The plaintiff filed a putative TCPA class action against Yahoo, alleging a violation of the TCPA.
The TCPA provision at issue is 47 U.S.C. § 227(b)(1)(A)(iii), which prevents…. making “any call (other than a call made for emergency purposes or made with the prior express consent of the called party) using any ATDS… to any telephone number assigned to a… cellular telephone service.”
The TCPA defines an ATDS as: “equipment which has the capacity (A) to store or produce telephone numbers to be called, using a random or sequential number generator; and (B) to dial such numbers.”
Prior to the FCC’s July order, Yahoo had successfully moved for summary judgment. Yahoo’s argument was that the TCPA required an ATDS to actually have a “random or sequential number generator,” which its text-messaging system did not have. Instead, it dialed numbers from a compiled list.
The Third Circuit, however, vacated the prior summary judgment decision. The court cited two reasons in its opinion.

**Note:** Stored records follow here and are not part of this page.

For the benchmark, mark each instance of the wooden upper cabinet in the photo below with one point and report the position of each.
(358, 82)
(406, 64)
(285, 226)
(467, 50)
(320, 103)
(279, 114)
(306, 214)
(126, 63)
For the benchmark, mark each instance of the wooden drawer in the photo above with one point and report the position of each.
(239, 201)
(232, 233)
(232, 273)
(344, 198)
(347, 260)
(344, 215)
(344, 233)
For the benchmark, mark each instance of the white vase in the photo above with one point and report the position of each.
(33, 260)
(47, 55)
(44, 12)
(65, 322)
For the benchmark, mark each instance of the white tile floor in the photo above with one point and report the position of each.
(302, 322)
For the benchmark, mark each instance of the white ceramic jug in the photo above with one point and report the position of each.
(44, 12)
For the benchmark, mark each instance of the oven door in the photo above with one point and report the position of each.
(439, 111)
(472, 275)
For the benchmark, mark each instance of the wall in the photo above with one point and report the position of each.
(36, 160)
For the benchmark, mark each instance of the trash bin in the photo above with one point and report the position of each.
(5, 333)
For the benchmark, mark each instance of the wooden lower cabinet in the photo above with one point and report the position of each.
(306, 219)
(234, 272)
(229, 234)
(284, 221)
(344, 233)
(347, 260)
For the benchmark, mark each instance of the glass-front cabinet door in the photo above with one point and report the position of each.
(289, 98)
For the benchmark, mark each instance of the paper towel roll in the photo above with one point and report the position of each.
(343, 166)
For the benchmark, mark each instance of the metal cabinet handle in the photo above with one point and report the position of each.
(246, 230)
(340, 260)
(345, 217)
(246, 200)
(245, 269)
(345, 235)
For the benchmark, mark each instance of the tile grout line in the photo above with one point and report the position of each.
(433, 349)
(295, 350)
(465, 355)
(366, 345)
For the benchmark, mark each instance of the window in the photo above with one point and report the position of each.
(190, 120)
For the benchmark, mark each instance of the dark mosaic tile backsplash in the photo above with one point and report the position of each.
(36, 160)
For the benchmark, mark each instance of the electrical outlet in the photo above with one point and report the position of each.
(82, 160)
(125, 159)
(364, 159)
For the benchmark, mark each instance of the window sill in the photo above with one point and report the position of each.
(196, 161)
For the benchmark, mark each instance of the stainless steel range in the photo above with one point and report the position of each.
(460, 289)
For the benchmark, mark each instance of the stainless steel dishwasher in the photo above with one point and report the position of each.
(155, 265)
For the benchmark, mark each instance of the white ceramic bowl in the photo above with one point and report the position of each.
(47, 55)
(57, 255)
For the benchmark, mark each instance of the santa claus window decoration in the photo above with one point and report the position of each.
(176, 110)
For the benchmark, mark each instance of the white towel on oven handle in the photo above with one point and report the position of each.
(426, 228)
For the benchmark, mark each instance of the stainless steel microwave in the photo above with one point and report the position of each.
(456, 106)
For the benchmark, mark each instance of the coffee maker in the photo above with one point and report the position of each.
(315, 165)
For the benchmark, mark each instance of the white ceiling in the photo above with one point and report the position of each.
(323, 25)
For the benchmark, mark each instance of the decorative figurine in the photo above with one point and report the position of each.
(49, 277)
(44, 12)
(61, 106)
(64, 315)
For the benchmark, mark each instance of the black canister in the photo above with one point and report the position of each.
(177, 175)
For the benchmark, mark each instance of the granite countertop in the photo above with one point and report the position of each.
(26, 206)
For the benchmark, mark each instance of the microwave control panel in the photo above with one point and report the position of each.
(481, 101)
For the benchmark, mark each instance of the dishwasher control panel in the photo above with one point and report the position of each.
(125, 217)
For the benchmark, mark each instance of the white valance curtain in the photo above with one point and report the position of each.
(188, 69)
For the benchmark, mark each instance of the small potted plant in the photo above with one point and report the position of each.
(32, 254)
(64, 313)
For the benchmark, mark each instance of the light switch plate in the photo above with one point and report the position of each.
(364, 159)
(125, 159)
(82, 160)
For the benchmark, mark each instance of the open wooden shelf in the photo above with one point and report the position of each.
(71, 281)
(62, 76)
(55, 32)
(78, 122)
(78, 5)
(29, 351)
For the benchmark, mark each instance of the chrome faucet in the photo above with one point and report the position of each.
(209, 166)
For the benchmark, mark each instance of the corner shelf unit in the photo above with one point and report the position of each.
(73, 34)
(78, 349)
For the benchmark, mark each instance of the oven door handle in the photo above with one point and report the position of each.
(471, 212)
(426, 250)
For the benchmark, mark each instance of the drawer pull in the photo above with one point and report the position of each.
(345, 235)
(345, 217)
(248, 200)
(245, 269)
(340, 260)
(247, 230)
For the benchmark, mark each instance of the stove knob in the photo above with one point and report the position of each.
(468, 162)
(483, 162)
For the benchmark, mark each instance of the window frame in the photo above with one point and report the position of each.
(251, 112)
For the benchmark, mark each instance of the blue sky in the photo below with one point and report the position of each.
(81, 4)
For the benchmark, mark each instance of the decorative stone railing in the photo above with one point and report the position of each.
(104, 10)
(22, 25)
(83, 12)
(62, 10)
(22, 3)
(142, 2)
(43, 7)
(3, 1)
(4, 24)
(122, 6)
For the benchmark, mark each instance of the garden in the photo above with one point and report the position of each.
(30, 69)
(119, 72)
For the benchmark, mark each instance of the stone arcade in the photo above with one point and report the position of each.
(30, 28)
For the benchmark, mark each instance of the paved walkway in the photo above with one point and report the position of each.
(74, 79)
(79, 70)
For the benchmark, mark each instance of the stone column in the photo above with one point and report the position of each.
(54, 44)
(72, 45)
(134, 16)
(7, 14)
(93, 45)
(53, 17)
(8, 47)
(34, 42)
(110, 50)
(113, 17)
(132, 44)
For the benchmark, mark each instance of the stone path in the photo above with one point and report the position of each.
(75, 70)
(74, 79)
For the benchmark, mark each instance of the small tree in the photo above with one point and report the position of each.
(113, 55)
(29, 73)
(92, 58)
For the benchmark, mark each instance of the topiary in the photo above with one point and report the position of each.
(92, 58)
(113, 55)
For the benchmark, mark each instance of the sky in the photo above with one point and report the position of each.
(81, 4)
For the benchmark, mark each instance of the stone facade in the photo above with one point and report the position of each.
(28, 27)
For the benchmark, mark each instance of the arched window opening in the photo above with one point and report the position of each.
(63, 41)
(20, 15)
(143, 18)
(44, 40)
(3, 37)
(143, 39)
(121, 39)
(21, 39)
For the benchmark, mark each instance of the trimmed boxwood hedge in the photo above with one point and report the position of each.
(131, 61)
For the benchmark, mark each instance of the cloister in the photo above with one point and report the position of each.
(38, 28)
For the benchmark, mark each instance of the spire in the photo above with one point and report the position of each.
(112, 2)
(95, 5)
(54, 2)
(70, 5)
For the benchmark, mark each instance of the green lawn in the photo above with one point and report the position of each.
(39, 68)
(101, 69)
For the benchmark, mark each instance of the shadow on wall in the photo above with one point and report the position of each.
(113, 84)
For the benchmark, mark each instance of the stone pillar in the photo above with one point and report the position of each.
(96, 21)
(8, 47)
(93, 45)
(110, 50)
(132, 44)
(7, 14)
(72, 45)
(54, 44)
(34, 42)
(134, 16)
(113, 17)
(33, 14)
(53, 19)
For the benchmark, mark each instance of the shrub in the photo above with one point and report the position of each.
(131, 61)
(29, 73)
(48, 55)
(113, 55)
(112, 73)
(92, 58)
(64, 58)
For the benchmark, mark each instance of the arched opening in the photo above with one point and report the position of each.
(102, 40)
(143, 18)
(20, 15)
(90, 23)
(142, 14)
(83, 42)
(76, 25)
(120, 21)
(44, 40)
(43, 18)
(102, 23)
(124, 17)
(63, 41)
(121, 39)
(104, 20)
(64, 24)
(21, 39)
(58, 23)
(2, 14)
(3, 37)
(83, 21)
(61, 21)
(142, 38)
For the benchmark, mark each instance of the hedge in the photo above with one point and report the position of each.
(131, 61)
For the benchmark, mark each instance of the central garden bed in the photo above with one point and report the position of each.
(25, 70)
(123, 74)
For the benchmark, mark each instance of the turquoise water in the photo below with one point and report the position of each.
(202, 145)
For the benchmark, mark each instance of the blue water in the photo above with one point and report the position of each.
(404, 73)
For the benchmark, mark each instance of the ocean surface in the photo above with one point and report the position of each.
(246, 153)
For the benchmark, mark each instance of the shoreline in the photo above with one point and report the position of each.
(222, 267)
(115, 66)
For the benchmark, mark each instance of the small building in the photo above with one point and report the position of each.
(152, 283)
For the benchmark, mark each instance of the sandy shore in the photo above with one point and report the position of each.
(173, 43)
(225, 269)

First, it found evidence offered by Yahoo, an affidavit from its expert stating that Yahoo’s text-messaging system did not qualify as an ATDS, was “nothing more than a legal conclusion couched as a factual assertion.” The court then stated, “Because this is an issue of heightened importance in light of the 2015 FCC Ruling, and the District Court did not previously have the benefit of the FCC’s ruling in addressing the issue, remand is appropriate to allow that Court to address more fully in the first instance whether Yahoo’s equipment meets the statutory definition.”
Second, the court felt that the term “capacity” needed further review. The court commented, “Because this is an issue of heightened importance in light of the 2015 FCC Ruling, and the District Court did not previously have the benefit of the FCC’s ruling in addressing the issue, remand is appropriate to allow that Court to address more fully in the first instance whether Yahoo’s equipment meets the statutory definition.”
This case is another blow to the ARM industry and any other business that calls cellular phones. Though the written opinion specifically states, “The disposition is not an opinion of the full Court and pursuant to Internal Operating Procedures of the U.S. Court of Appeals for the Third Circuit (I.O.P. 5.7) does not constitute binding precedent,” you can be certain that this case will be cited in every pending TCPA case (and every case that will be filed in the future).
This case also highlights the potential exposure to businesses in TCPA litigation. The court’s opinion highlights the potential exposure, “A successful plaintiff under the TCPA is entitled to $500 in damages per violation. 47 U.S.C. § 227(b)(3)(B). Therefore, Dominguez stands to win $13,904,500.” The court did not address the potential treble damages if Yahoo was found to have “willfully or knowingly” violated the TCPA, nor the potential exposure if a class was certified. The numbers are staggering.